The boys were reported missing to the Coast Guard at 4:40 p.m. Guam Standard Time, Wednesday, Feb. 18. The boys were last seen on Sunday, Feb. 15 while paddling an outrigger canoe between islands 150 nautical miles west of Chuuk in the FSM.
Coast Guard Sector Guam is coordinating the search from its 24-hour Rescue Sub Center, with help from search and rescue controllers at the Joint Rescue Command Center in Honolulu. The C-130 aircraft and crew are based at Air Station Barbers Point on Oahu.
The 18-person crew aboard the Coast Guard patrol boat Washington, based out of Guam, is expected to arrive in the search area tomorrow evening. This will be a transit of more than 400 nautical miles.
At dusk Friday, the crew aboard the C-130 spotted the boys in a location 128 nautical miles west of their starting point.
The C-130 crew was able to drop a survival kit containing a radio, food, water and signaling devices but had to depart the scene and return to Guam because they were running low on fuel. The C-130 crew reported the boys were able to recover the survival kit.
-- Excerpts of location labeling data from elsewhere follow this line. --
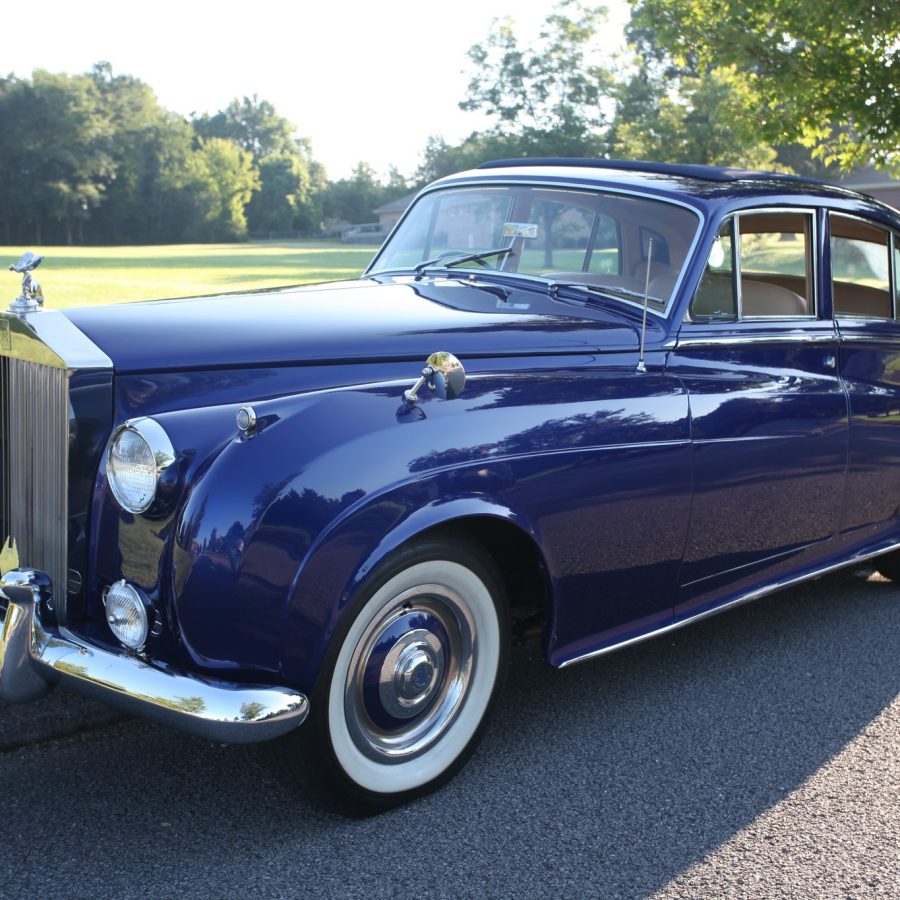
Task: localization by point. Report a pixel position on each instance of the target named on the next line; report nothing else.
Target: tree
(220, 178)
(693, 120)
(253, 124)
(355, 199)
(824, 75)
(147, 144)
(289, 179)
(53, 147)
(551, 92)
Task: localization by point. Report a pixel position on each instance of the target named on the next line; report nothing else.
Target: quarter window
(860, 269)
(896, 242)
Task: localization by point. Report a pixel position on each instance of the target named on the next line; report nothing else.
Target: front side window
(760, 266)
(860, 269)
(597, 239)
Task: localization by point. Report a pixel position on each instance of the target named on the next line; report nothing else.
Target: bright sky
(364, 81)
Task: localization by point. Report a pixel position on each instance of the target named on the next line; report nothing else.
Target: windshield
(601, 240)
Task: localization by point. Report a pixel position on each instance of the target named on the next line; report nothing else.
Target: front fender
(344, 558)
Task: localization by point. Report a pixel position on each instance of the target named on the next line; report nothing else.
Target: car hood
(360, 320)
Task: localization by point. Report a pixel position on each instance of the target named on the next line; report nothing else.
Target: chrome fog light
(138, 453)
(126, 615)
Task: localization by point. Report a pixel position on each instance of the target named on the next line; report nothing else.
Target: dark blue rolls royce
(650, 393)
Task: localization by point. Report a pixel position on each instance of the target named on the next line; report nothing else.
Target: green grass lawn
(87, 276)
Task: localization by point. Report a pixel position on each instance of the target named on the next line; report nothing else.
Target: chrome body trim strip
(798, 337)
(748, 597)
(48, 337)
(855, 337)
(33, 658)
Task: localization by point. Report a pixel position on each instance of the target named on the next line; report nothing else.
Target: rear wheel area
(412, 676)
(889, 565)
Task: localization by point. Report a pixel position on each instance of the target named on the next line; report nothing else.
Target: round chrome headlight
(138, 453)
(126, 615)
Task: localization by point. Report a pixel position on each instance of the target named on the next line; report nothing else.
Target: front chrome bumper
(33, 659)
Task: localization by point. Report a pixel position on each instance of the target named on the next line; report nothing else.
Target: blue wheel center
(406, 670)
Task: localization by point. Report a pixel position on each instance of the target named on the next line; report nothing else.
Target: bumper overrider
(33, 658)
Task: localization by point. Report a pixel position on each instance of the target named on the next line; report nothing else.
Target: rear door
(864, 258)
(768, 410)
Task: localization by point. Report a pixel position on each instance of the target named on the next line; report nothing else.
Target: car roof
(705, 183)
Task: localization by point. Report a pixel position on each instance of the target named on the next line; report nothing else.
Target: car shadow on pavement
(606, 779)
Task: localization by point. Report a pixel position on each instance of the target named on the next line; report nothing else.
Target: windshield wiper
(610, 291)
(459, 260)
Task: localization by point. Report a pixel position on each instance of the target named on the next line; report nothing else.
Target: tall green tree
(290, 181)
(147, 144)
(220, 178)
(550, 94)
(54, 151)
(693, 119)
(826, 75)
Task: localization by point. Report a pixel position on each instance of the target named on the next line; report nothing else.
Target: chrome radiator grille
(34, 446)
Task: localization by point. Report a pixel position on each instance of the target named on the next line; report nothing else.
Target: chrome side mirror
(444, 374)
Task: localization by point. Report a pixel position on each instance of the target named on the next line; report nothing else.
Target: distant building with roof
(390, 213)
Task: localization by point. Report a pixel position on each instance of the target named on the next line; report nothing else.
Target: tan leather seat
(759, 298)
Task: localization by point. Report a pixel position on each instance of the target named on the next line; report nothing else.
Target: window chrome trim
(892, 284)
(742, 340)
(810, 277)
(564, 185)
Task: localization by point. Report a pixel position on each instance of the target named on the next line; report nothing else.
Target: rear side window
(760, 266)
(860, 269)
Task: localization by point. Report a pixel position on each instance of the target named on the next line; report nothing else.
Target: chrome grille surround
(39, 352)
(34, 458)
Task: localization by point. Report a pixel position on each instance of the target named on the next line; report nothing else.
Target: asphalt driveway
(756, 755)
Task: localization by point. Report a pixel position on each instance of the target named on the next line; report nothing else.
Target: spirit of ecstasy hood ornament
(32, 297)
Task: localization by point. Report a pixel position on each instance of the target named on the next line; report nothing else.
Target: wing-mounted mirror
(443, 373)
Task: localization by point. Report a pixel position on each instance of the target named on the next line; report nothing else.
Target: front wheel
(413, 675)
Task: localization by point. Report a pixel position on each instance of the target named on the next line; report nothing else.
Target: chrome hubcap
(410, 673)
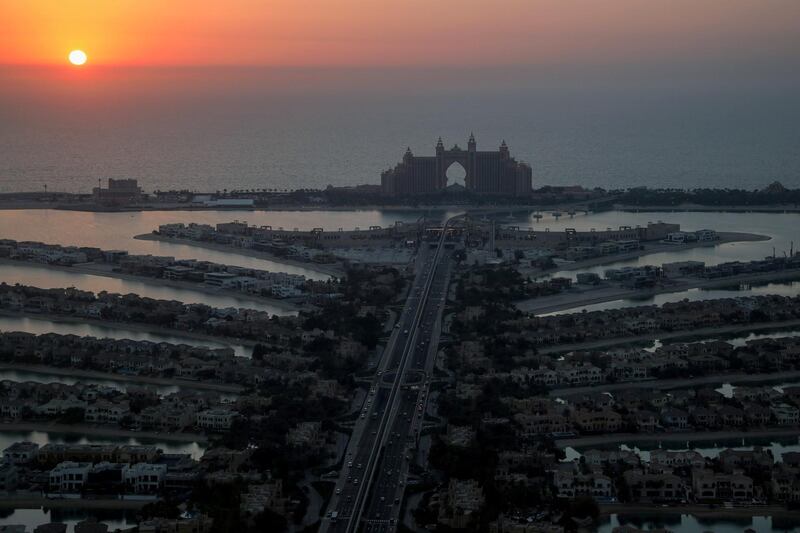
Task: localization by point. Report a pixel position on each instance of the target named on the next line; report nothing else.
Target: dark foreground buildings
(488, 172)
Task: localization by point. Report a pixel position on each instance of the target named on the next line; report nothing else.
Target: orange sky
(395, 32)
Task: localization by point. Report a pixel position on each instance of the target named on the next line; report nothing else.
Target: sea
(208, 129)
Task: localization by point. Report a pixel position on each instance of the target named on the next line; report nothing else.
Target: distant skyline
(360, 33)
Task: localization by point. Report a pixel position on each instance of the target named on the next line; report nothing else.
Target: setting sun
(77, 57)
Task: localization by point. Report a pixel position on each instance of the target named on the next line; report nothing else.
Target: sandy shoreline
(33, 502)
(142, 328)
(793, 208)
(675, 437)
(158, 282)
(725, 237)
(672, 335)
(567, 301)
(679, 383)
(326, 270)
(698, 510)
(145, 380)
(101, 431)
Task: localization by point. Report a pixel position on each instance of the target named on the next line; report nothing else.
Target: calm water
(784, 289)
(7, 438)
(44, 377)
(691, 524)
(43, 277)
(211, 129)
(39, 326)
(781, 227)
(34, 517)
(116, 230)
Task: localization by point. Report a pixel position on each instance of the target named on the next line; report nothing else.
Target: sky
(418, 33)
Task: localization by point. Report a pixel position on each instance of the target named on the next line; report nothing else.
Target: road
(375, 466)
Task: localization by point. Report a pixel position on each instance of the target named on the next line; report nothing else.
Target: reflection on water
(692, 524)
(22, 376)
(116, 230)
(7, 438)
(712, 450)
(45, 278)
(35, 517)
(40, 326)
(779, 226)
(789, 288)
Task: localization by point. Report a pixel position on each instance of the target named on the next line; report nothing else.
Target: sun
(77, 57)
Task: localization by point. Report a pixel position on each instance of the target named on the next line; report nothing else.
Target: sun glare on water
(77, 57)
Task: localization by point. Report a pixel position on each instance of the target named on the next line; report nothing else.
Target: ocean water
(213, 129)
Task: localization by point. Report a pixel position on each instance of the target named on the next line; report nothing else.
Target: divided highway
(373, 475)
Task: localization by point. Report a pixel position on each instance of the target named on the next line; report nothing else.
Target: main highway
(374, 469)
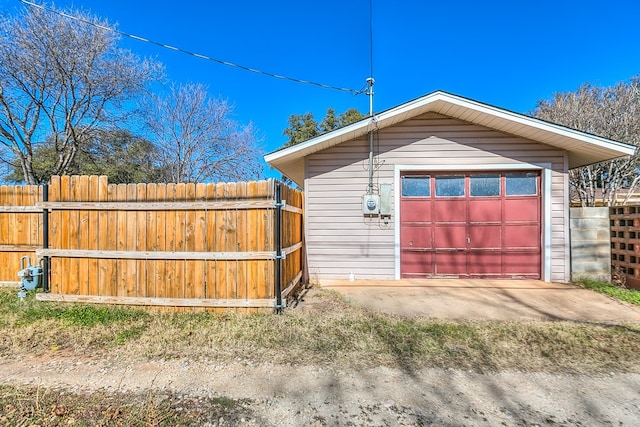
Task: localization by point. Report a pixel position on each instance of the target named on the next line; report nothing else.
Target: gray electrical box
(371, 204)
(385, 199)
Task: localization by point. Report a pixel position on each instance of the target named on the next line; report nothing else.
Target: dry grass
(31, 406)
(334, 333)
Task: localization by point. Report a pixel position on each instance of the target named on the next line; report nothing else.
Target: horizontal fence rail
(157, 244)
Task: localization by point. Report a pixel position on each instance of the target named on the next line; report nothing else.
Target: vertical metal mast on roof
(370, 83)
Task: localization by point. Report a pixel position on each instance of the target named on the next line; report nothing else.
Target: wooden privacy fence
(20, 228)
(180, 245)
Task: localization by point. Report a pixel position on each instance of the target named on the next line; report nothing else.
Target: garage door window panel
(484, 185)
(521, 184)
(450, 186)
(416, 186)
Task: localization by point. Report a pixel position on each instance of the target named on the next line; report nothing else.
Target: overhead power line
(197, 55)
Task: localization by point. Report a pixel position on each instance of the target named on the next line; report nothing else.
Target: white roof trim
(582, 148)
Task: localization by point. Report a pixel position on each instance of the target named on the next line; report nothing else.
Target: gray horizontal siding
(341, 242)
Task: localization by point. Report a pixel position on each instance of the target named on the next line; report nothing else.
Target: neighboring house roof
(583, 148)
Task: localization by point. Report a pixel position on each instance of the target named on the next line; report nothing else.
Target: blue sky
(506, 53)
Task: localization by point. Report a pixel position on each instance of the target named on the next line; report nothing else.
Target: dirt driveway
(484, 300)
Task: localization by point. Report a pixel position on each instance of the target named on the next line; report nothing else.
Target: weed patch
(631, 296)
After the C-130 crew reported the boys’ position, Coast Guard search and rescue controllers in Guam diverted a Good Samaritan vessel, the 820-foot bulk carrier Brilliant Century to the scene. Once there, the crew of the vessel found the canoe with one boy in the water swimming.
The Brilliant Century’s crew tossed a life ring to the boy in the water, but heavy seas and current prevented the boy from reaching it. In the dark, the ship’s crew later found the canoe without the boys, but filled with water and a strobe light from the survival kit dropped by the C-130’s crew.
A crew aboard a U.S. Navy P-3 Orion long-range aircraft from Kadena Air Base in Japan was diverted and arrived on scene later to continue the search effort, along with the crew of another Good Samaritan vessel, the Sanqua.
The weather last night was reported by rescuers to be rough with strong currents. Winds were out of the east at 15 knots, with gusts of 20 knots and seas of 8 feet.
“This is a very remote area with no search and rescue resources nearby,” said Capt. David Swatland, Chief of Response for the Fourteenth Coast Guard District in Honolulu, and the senior operations officer for U.S. Coast Guard search and rescue assets in the Central Pacific.
“While Coast Guard and Navy fixed wing aircraft were successful in locating the canoe, darkness and weather conditions have prevented anyone from actually rescuing the two boys. We will continue searching today and look forward to having cutter Washington on scene tomorrow evening.”
The U.S. Coast Guard reminds mariners in the Marianas and Caroline Islands to immediately report overdue mariners to the 24-hour Rescue Sub Center in Guam, at 671-564-USCG or via VHF marine band channel 16.